Garotinho, que tinha garantido presença, na última hora, como tem se repetido com alguma freqüência nas suas participações em reuniões científicas, foi impedido por um “problema grave” no Rio de Janeiro (compreensível). Mas tudo bem; Garotinho mandou seu principal assessor para a área de C&T, Wanderley de Souza, cientista de renome e ex-secretário de C&T/RJ, que apresentou o pronunciamento inicial, previamente elaborado, do candidato. Alem disso, a atuação de Garotinho frente a fundação de amparo a pesquisa do Rio de Janeiro, FAPERJ, nos seus quase 4 anos de governo foi muito louvável. Ele aumentou em muito os recursos do estado para a pesquisa, criou uma estrutura para dedicar definitiva e diretamente verba do tesouro estadual para a instituição, que por sua vez conseguiu recuperar a credibilidade frente à comunidade cientifica Fluminense.

Lula, que tinha garantido participação, foi sorteado para falar ao ‘Jornal Nacional’ da Rede Globo justamente na hora do evento da SBPC. É… a corda rompeu do lado mais fraco (compreensível). Mas o candidato do PT ao menos tinha comparecido no evento na segunda-feira, dia 8. Lula conversou com a presidente da SBPC, Glaci Zancan, e com a reitora da UFG, Milca Severina Pereira, e explicou os motivos de sua ausência no programa desta quinta-feira. E o principal: Lula deu publicidade às idéias básicas de seu programa de governo para a área de C&T.

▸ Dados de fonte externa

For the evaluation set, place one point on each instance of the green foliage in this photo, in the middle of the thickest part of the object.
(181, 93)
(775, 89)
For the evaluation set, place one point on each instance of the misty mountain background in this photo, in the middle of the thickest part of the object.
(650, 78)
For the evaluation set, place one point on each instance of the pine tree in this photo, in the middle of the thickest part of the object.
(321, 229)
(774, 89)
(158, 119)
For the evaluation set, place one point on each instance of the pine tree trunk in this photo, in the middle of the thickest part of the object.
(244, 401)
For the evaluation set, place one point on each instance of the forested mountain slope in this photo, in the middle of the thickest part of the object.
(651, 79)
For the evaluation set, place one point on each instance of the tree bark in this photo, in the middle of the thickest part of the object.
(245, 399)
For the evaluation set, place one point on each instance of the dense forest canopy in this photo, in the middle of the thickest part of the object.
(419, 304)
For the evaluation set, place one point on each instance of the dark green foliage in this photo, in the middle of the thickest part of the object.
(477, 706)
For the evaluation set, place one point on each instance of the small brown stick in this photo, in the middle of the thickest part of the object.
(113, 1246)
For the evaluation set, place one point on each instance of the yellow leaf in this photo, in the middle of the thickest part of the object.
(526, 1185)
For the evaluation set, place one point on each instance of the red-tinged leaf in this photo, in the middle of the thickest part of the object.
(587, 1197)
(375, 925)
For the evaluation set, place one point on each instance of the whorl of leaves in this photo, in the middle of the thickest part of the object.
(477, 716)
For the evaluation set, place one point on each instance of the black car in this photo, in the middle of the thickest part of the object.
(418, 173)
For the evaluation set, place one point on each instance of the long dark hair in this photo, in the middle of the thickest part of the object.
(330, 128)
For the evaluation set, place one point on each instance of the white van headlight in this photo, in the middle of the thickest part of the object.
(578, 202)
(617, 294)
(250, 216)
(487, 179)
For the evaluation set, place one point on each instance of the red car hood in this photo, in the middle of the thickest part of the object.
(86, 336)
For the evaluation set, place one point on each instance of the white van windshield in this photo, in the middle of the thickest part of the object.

O que fizeram Ciro Gomes e José Serra? Logo que a assessoria de Ciro recebeu a carta-convite da SBPC, de 13 de maio, o senador Roberto Freire, presidente do PPS, partido de Ciro, respondeu a um telefonema da assessoria de imprensa da SBPC e confirmou a participação de Ciro. Posteriormente, a assessoria de Ciro disse que ele viria e depois disse que não viria. A carta-convite da SBPC não mereceu a consideração de uma resposta por escrito. Quanto a Serra, seu coordenador de agenda enviou à SBPC um fax, daqueles primores de comunicação formal e burocrática (uma resposta padrão), apenas 3 horas antes do evento, alegando que ‘o senador’ estava ‘impossibilitado de comparecer por conta de compromissos anteriormente assumidos’. E esse era o ministro da saúde!
De qualquer forma, mais ou menos, a gente sabe o que a ciência pode esperar de cada candidato.

Mas, na ausência dos presidenciáveis, a comunidade teve tempo suficiente para discutir e elaborar propostas que serão entregues aos presidenciáveis

O básico: que o Brasil tenha diretivas de C&T em longo prazo! E que elas sejam respeitadas. Pedem um pouco mais de consideração com as instituições que ajudaram a colocar o Brasil na 17ª posição no ranking mundial de produção científica, sendo um dos 20 paises que contribuem com uma produção científica superior a 1% da produção mundial. No que se refere ao desenvolvimento tecnológico, nossa situação é pior, pois ocupamos hoje a 43a posição em um ranking elaborado pela ONU. Isso por que complexo técnico-científico brasileiro está localizado principalmente nas Universidades públicas e em centros de pesquisas públicos e foi, em sua quase totalidade, criado à margem do sistema produtivo.

Que a área econômica entenda que a manutenção dos recursos para ciência e tecnologia precisa ser permanente. Que “Não podem ser vistos como custo. Mas como investimentos”. Ex: Há cerca de 10 anos o Brasil remetia algo em torno de 300 milhões de dólares a título de importação de tecnologia; hoje, essa despesa já representa cerca de 2,5 bilhões de dólares, sem que necessariamente esse aumento extraordinário se devesse às demandas de nosso desenvolvimento.

Na abertura da reunião da SBPC, o ministro de Ciência e Tecnologia, Ronaldo Sardenberg, se disse “constrangido” com a atual situação financeira do MCT. Para um país onde estima-se que existam cerca de 200 mil pessoas envolvidas em atividades de C&T, o que representaria cerca de 0,13% da população (índice este ainda muito baixo quando comparado até mesmo com nossos vizinhos), esperamos mais que isso dos nossos ministros e futuros presidentes.